Bouton Kalanda : Dans notre société, les instruments ont toujours été des outils qui servaient à transmettre des messages, un outil de communication... et c'est aussi le cas dans la société moderne, donc ça a perduré ou je dirais qu'en même temps, l'utilisation a évolué avec le temps. Autrefois, le Likembe était surtout utilisé dans un sens spirituel, pour se connecter avec le monde des ancêtres. Au sens traditionnel, il était joué lors de rituels, lors de décès et pour transmettre des messages. Au fil du temps, l'instrument s'est largement répandu, en Afrique centrale, mais aussi dans les pays asiatiques. Dans chaque espace culturel, le Likembe a été adapté aux formes de société et aux pratiques culturelles respectives, sa forme et sa signification ont donc également évolué avec le temps. Aujourd'hui, le Likembe est également utilisé pour la musique moderne, et la technique du son est adaptée aux styles musicaux modernes, le Likembe étant par exemple souvent amplifié électroniquement. Depuis une dizaine d'années, on trouve des joueurs de Likembe dans la rumba congolaise. Le likembe remplace ici la guitare basse.
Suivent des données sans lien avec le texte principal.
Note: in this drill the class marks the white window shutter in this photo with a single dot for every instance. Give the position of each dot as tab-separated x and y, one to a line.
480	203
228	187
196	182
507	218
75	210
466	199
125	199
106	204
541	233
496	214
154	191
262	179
Lisa Schweiger : Comme nous l'avons déjà mentionné, le clavicorde est plutôt un instrument pour les « nerds », les spécialistes de la musique historique et les chambristes solitaires, en raison de son faible volume sonore - ou un clavecin pour les pauvres, car il est moins cher en raison de sa mécanique moins sophistiquée. Au fil des siècles, il a aussi souvent été un instrument de répétition pour les organistes qui ne voulaient pas toujours rester assis dans le froid de l'église, ou un instrument de voyage pour s'entraîner et composer en calèche (comme le raconte une anecdote sur Wolfgang Amadeus Mozart).
Cela n'a pas beaucoup changé au fil du temps. Moi aussi, j'ai acheté cet instrument à l'époque où j'étais étudiant pour m'entraîner, parce qu'il ne dérangeait pas les voisins de la résidence universitaire et qu'on pouvait quand même jouer à 3 heures du matin, et parce qu'on pouvait facilement l'emporter dans le train sur une petite charrette (ou même dans l'avion comme bagage spécial - ce que je ne ferais jamais avec mon clavecin).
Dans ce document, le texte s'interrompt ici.